The Dark Side of Social Media.


Did social media play a role in the coldblooded murder of Robert Godwin, Sr., by Steve Stephens over the weekend, as live-streamed on Facebook?


Stephens obviously wanted his ex-girlfriend to see him do it, so that she would feel guilty for the rest of her life for the old man’s death. Now, Stephens is also, very obviously, a sociopath, who probably would have killed somebody at some point for some self-aggrandizing reason. Certainly, though, he killed Mr. Godwin because he could stream it. It wasn’t about Godwin. He was just a kindly old man at the wrong place at the wrong time. He was a prop in Steve Stephens’ grotesque Movie of The Week. Without the allure of instant infamy that comes with live-streaming a murder, perhaps Mr. Godwin would still be alive today, collecting his soda cans along the highway.

Therein lies the poison of social media: The drug of Fame.

Make no mistake, social media is a drug, and it is highly-addictive. Like booze or meth or heroin, it magnifies our personalities, the good and the bad. If you are a vain person, social media will magnify your vanity to the point of narcissism. If you are an angry person, it will fuel your rage. In the false world of Facebook and Twitter, assholes are bigger assholes, creepy people are creepier, and crazy people fly off the rails of their sanity every day. Moreover, as the addiction takes hold of your life, it tricks you into thinking you are being more sociable, when, in fact, the need for it only increases your isolation from genuine, interpersonal relationships.

As far as its impact on society in general, Facebook has become a sort of virtual crack house, where all of us are screwed-up junkies rolling around in our own narcissistic delusions, and as the collective addiction becomes more profound and increased levels of the drug are required to maintain the same high, we have begun to set upon each other. What was once fun is now mean, and the suffering of others has become not only a form of entertainment, but also serves as the standard junkie’s lie, which is, “Man, I’m glad I’m not as f–ked-up as that guy!” I’m doing great! I don’t have a problem. Look how happy I am in all my profile pictures.

As I said, Steve Stephens is a murderous P.O.S. who must have had some crazy inside himself to begin with, and surely he deserves to be strapped to a chair and stuck with a needle. But let’s face it: every day on social media we see people who are going through break-ups or divorces, or some other bit of unhappiness, and who are, to a much lesser extent, seeking vengeance online. Moreover, if you’re looking for it, you will see every form of bad human behavior online, each of the Seven Deadlies, on full display, 24 hours a day, 7 days a week. Gluttony, lust, avarice, pride, despair, wrath, vanity, and sloth. Sometimes, you will see all 7 in one post. Sometimes, I’m the one posting it. Sometimes, you are. We all do. It’s a sickness. It really is.

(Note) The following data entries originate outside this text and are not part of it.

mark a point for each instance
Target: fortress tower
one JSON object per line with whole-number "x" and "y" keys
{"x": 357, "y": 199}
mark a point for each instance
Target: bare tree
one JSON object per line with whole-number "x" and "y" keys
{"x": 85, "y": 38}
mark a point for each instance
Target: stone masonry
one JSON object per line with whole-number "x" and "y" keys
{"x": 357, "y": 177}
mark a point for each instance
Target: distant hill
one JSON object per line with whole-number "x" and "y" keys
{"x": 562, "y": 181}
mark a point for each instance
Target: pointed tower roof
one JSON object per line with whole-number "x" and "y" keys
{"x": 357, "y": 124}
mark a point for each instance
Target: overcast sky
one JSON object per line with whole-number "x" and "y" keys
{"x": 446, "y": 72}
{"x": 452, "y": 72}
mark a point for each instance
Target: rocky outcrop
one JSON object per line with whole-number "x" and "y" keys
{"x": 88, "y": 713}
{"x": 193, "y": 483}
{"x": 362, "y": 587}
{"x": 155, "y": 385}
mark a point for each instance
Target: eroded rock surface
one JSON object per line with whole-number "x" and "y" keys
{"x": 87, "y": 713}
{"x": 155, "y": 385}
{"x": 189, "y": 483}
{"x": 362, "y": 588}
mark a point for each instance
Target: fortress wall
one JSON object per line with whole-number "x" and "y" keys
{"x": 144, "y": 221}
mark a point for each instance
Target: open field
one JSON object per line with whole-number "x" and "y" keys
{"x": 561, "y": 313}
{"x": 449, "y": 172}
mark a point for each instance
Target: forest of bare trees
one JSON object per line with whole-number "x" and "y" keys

The smartest people I know have completely disconnected from social media.

I wish I could, but, you know, I can’t. It’s my job. I have to post on Facebook. It’s not my fault. I’m a victim. I don’t have a problem. I could stop any time if I wanted to. But it’s okay, at least I’m not as messed-up as some people online. Jesus, compared to them, I’m doing great!

Look how happy I am in all my profile pictures.